Maybe you'll know a cleaner way to implement the
feature”.
Do include useful comments in your code.
A maintainer will want to have strong confidence that he
understands your changes before merging them in. This isn't an
invariable rule; if you have a track record of good work with the
maintainer, he may just run a casual eye over the changes before
checking them in semiautomatically. But everything you can do to
help him understand your code and decrease his uncertainty increases
your chances that your patch will be accepted.

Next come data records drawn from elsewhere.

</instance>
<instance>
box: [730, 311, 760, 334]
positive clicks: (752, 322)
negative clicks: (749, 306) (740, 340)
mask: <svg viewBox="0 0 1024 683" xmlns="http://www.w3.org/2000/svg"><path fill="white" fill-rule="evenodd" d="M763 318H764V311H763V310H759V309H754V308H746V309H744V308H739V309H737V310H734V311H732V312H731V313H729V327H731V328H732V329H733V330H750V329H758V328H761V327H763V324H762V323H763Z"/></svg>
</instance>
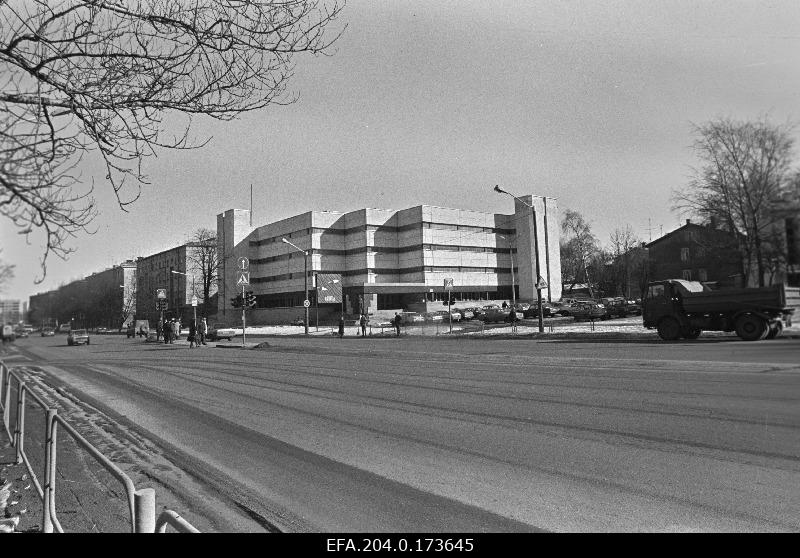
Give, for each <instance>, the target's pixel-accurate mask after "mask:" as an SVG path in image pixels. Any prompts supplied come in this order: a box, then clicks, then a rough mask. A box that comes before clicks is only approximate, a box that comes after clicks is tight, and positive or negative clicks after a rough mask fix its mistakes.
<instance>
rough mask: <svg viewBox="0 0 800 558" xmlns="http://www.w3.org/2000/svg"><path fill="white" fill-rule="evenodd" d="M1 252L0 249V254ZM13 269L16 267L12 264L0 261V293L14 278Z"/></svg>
mask: <svg viewBox="0 0 800 558" xmlns="http://www.w3.org/2000/svg"><path fill="white" fill-rule="evenodd" d="M2 252H3V249H2V248H0V253H2ZM14 267H16V266H15V265H14V264H7V263H6V262H4V261H3V260H0V293H1V292H3V289H4V288H5V284H6V283H8V282H9V281H11V280H12V279H13V278H14Z"/></svg>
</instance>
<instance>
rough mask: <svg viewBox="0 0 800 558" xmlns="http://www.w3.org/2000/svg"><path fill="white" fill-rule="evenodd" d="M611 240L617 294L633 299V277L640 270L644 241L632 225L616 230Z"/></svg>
mask: <svg viewBox="0 0 800 558" xmlns="http://www.w3.org/2000/svg"><path fill="white" fill-rule="evenodd" d="M609 240H610V241H611V250H610V252H611V258H612V267H613V272H614V282H615V284H616V287H617V293H615V294H620V295H621V296H624V297H625V298H631V286H632V277H633V275H634V274H635V272H636V270H637V269H638V266H637V263H638V260H639V259H640V257H641V255H640V254H639V250H640V248H641V244H642V241H641V239H640V238H639V237H638V236H637V235H636V233H634V232H633V229H632V228H631V226H630V225H625V228H616V229H614V231H613V232H612V233H611V236H610V238H609Z"/></svg>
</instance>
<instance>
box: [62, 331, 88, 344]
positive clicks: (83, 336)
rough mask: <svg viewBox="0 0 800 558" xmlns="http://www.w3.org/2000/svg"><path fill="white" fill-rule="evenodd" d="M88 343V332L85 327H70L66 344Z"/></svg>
mask: <svg viewBox="0 0 800 558" xmlns="http://www.w3.org/2000/svg"><path fill="white" fill-rule="evenodd" d="M84 343H85V344H87V345H89V344H90V341H89V332H88V331H87V330H85V329H71V330H70V332H69V333H68V334H67V345H82V344H84Z"/></svg>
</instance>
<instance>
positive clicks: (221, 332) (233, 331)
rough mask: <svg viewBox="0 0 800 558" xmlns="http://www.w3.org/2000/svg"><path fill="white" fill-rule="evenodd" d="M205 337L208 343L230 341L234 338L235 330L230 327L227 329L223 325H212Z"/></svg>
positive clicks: (225, 325) (235, 334)
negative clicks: (213, 341) (208, 342)
mask: <svg viewBox="0 0 800 558" xmlns="http://www.w3.org/2000/svg"><path fill="white" fill-rule="evenodd" d="M206 336H207V337H208V340H209V341H219V340H220V339H227V340H228V341H232V340H233V338H234V337H236V330H235V329H233V328H232V327H227V326H226V325H225V324H214V325H213V326H212V327H211V328H209V330H208V333H207V335H206Z"/></svg>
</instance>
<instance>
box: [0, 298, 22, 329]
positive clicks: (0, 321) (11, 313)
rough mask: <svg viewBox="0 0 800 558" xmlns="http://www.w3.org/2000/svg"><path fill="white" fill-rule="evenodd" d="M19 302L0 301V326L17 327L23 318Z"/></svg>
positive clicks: (4, 300)
mask: <svg viewBox="0 0 800 558" xmlns="http://www.w3.org/2000/svg"><path fill="white" fill-rule="evenodd" d="M22 316H23V315H22V313H21V312H20V303H19V300H11V299H4V300H0V325H3V324H8V325H16V324H17V323H19V322H20V321H21V320H22V319H23V318H22Z"/></svg>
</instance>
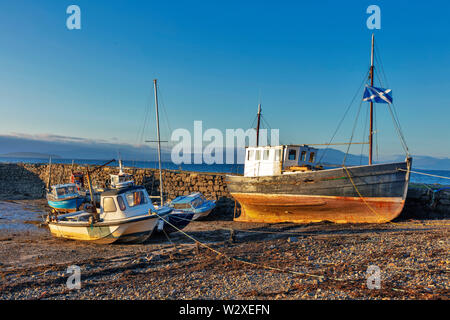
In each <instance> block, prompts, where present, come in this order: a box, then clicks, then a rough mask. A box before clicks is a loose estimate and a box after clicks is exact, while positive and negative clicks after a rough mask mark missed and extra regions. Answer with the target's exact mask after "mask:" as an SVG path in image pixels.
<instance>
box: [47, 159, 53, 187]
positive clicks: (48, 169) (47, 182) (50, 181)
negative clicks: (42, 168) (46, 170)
mask: <svg viewBox="0 0 450 320" xmlns="http://www.w3.org/2000/svg"><path fill="white" fill-rule="evenodd" d="M51 180H52V157H51V156H50V158H49V160H48V179H47V192H50V191H51V187H50V184H51Z"/></svg>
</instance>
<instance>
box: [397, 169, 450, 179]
mask: <svg viewBox="0 0 450 320" xmlns="http://www.w3.org/2000/svg"><path fill="white" fill-rule="evenodd" d="M397 170H399V171H407V170H405V169H397ZM409 172H412V173H416V174H422V175H424V176H430V177H435V178H441V179H447V180H450V178H449V177H444V176H438V175H435V174H429V173H424V172H418V171H412V170H409Z"/></svg>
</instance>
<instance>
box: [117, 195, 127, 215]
mask: <svg viewBox="0 0 450 320" xmlns="http://www.w3.org/2000/svg"><path fill="white" fill-rule="evenodd" d="M117 203H118V204H119V208H120V210H122V211H125V209H126V208H127V207H126V206H125V201H123V198H122V196H118V197H117Z"/></svg>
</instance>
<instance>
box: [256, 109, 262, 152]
mask: <svg viewBox="0 0 450 320" xmlns="http://www.w3.org/2000/svg"><path fill="white" fill-rule="evenodd" d="M260 122H261V103H259V104H258V124H257V125H256V146H257V147H258V146H259V125H260Z"/></svg>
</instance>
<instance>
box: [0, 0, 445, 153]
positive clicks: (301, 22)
mask: <svg viewBox="0 0 450 320" xmlns="http://www.w3.org/2000/svg"><path fill="white" fill-rule="evenodd" d="M344 3H345V5H344ZM70 4H77V5H79V6H80V8H81V20H82V22H81V23H82V29H81V30H72V31H70V30H68V29H67V28H66V18H67V17H68V14H66V8H67V6H69V5H70ZM371 4H377V5H379V6H380V8H381V30H376V31H375V36H376V43H377V47H378V48H379V50H380V53H381V58H382V61H383V67H384V71H385V73H386V75H387V78H388V81H389V87H390V88H392V90H393V96H394V101H395V105H396V107H397V111H398V113H399V117H400V121H401V124H402V127H403V130H404V134H405V136H406V139H407V142H408V145H409V147H410V149H411V151H412V153H413V154H421V155H432V156H449V150H450V139H449V138H450V134H449V131H448V130H449V129H448V128H449V120H450V94H449V92H450V90H449V89H450V80H449V78H450V77H449V74H450V33H449V31H450V22H449V21H450V19H449V14H448V12H450V3H449V2H448V1H426V2H423V1H288V2H284V1H228V0H227V1H106V0H103V1H100V0H96V1H93V0H89V1H81V0H72V1H53V0H52V1H31V0H30V1H20V0H14V1H13V0H2V1H1V3H0V41H1V42H0V46H1V50H0V114H1V125H0V134H3V135H6V134H12V133H24V134H31V135H35V134H53V135H62V136H73V137H81V138H90V139H95V140H97V139H98V140H100V139H103V140H108V141H120V142H128V143H136V142H137V137H138V136H139V130H140V128H141V127H142V123H143V118H144V115H145V110H146V108H148V106H149V105H150V104H151V103H153V91H152V80H153V79H154V78H157V79H158V81H159V86H160V88H161V97H162V103H163V105H164V107H165V110H166V111H167V115H168V117H169V125H170V128H171V129H176V128H186V129H189V130H191V129H192V126H193V121H194V120H203V122H204V126H205V127H213V128H218V129H221V130H225V129H226V128H248V127H249V126H250V125H251V124H252V121H253V119H254V117H255V114H256V110H257V104H258V100H259V93H260V92H261V101H262V106H263V114H264V116H265V118H266V119H267V120H268V121H269V124H270V125H271V127H272V128H280V133H281V141H282V142H283V143H324V142H327V141H328V140H329V139H330V137H331V135H332V134H333V131H334V129H335V128H336V126H337V124H338V122H339V120H340V118H341V117H342V115H343V113H344V111H345V109H346V107H347V105H348V104H349V102H350V100H351V99H352V97H353V95H354V94H355V92H356V90H357V89H358V87H359V85H360V83H361V81H362V78H363V76H364V74H365V73H366V71H367V68H368V66H369V63H370V61H369V59H370V35H371V31H370V30H368V29H367V27H366V19H367V17H368V16H369V15H368V14H366V8H367V7H368V6H369V5H371ZM358 98H359V97H358ZM358 105H359V104H358V103H357V104H356V105H355V106H354V109H353V113H352V114H351V116H350V117H349V118H347V120H348V121H346V122H345V123H344V127H343V130H341V131H340V133H339V135H338V136H337V137H336V139H335V140H336V141H338V140H339V141H338V142H343V141H348V139H349V136H350V133H351V128H352V125H353V120H354V116H355V113H356V112H355V111H356V108H357V107H358ZM363 107H367V105H363ZM152 108H153V107H152ZM377 108H378V109H377V110H378V111H377V128H378V139H379V144H380V145H379V149H380V153H381V154H386V155H389V154H401V153H402V149H401V147H400V144H399V143H398V142H397V141H398V139H397V137H396V135H395V132H394V130H393V126H392V122H391V120H390V117H389V114H388V112H387V109H386V107H385V106H384V105H378V106H377ZM151 110H152V113H151V115H150V116H151V118H150V120H151V122H150V124H149V127H148V128H147V133H146V135H145V138H148V139H149V138H154V121H153V117H154V111H153V109H151ZM364 110H366V109H364ZM361 117H362V119H364V118H365V111H364V112H362V116H361ZM163 120H164V118H163ZM163 127H164V130H163V135H164V136H165V137H166V138H169V135H170V132H169V130H168V126H163ZM362 129H363V126H362V125H361V127H360V130H359V131H358V132H360V133H358V136H357V137H356V138H355V139H356V140H359V141H361V139H362ZM0 148H1V146H0ZM353 151H354V152H355V153H356V152H358V149H355V150H353Z"/></svg>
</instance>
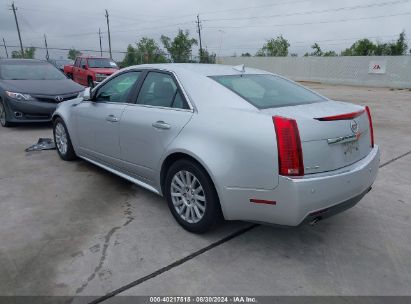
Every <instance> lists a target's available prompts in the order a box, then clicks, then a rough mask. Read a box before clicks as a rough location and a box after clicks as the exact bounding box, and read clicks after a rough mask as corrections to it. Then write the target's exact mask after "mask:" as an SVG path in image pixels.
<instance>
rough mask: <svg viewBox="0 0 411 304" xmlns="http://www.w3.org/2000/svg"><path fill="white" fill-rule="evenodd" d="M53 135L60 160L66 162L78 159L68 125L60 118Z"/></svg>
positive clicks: (55, 122) (56, 124)
mask: <svg viewBox="0 0 411 304" xmlns="http://www.w3.org/2000/svg"><path fill="white" fill-rule="evenodd" d="M53 135H54V142H55V143H56V148H57V153H58V154H59V156H60V158H61V159H63V160H65V161H71V160H74V159H76V158H77V157H76V153H75V152H74V148H73V145H72V143H71V139H70V135H69V133H68V131H67V127H66V124H65V123H64V121H63V120H62V119H61V118H60V117H59V118H57V119H56V120H55V121H54V124H53Z"/></svg>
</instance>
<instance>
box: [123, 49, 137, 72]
mask: <svg viewBox="0 0 411 304" xmlns="http://www.w3.org/2000/svg"><path fill="white" fill-rule="evenodd" d="M135 64H137V59H136V50H135V48H133V46H132V45H131V44H129V45H128V46H127V53H126V56H124V59H123V61H122V62H121V67H123V68H124V67H128V66H130V65H135Z"/></svg>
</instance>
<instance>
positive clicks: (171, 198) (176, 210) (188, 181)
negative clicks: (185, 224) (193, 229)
mask: <svg viewBox="0 0 411 304" xmlns="http://www.w3.org/2000/svg"><path fill="white" fill-rule="evenodd" d="M171 199H172V201H173V205H174V209H175V210H176V211H177V214H178V215H179V216H180V217H181V218H182V219H183V220H185V221H186V222H188V223H191V224H194V223H197V222H199V221H200V220H201V219H202V218H203V216H204V213H205V210H206V198H205V193H204V189H203V186H201V184H200V181H199V180H198V179H197V178H196V177H195V176H194V175H193V174H192V173H191V172H188V171H179V172H177V173H176V174H175V175H174V177H173V179H172V181H171Z"/></svg>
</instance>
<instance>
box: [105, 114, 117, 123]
mask: <svg viewBox="0 0 411 304" xmlns="http://www.w3.org/2000/svg"><path fill="white" fill-rule="evenodd" d="M106 120H107V121H109V122H118V118H117V117H115V116H114V115H109V116H107V117H106Z"/></svg>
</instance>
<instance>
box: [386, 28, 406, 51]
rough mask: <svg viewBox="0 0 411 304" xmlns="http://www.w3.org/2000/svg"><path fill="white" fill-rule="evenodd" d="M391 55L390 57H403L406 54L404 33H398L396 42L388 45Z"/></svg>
mask: <svg viewBox="0 0 411 304" xmlns="http://www.w3.org/2000/svg"><path fill="white" fill-rule="evenodd" d="M390 49H391V54H390V55H393V56H395V55H397V56H399V55H405V54H406V53H407V49H408V44H407V39H406V37H405V31H402V32H401V33H400V36H399V37H398V39H397V41H396V42H395V43H390Z"/></svg>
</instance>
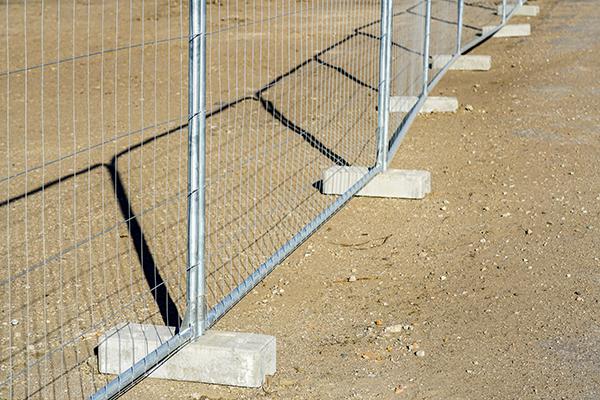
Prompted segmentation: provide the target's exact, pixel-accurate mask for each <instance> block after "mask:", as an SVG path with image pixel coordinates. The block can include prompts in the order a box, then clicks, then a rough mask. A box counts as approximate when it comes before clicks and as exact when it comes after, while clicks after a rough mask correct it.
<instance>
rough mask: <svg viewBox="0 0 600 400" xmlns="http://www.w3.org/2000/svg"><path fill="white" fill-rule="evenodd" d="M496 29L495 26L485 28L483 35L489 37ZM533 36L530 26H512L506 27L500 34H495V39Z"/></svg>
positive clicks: (514, 25)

Good comments in your code help the maintainer understand it.
Bad comments don't.
Here's an example of a bad comment:
/* norman newbie fixed this 13 Aug 2001 */
This conveys no information. It's nothing but a muddy
territorial bootprint you're planting in the middle of the
maintainer's code. If he takes your patch (which you've made less
likely) he will almost certainly strip out this comment. If you want
a credit, include a patch band for the project
NEWS or HISTORY file. He's
more likely to take that.
Here's an example of a good comment:
/*
* This conditional needs to be guarded so that crunch_data() never
* gets passed a NULL pointer. <norman_newbie@foosite.com>
*/
This comment shows that you understand not only the maintainer's
code but the kind of information that he needs to have confidence in
your changes. This kind of comment
gives
him
confidence in your changes.
Don't take it personally if your patch is rejected
There are lots of reasons a patch can be rejected that don't
reflect on you. Remember that most maintainers are under heavy time
pressure, and have to be conservative in what they accept lest the
project code get broken. Sometime resubmitting with improvements
will help. Sometimes it won't. Life is hard.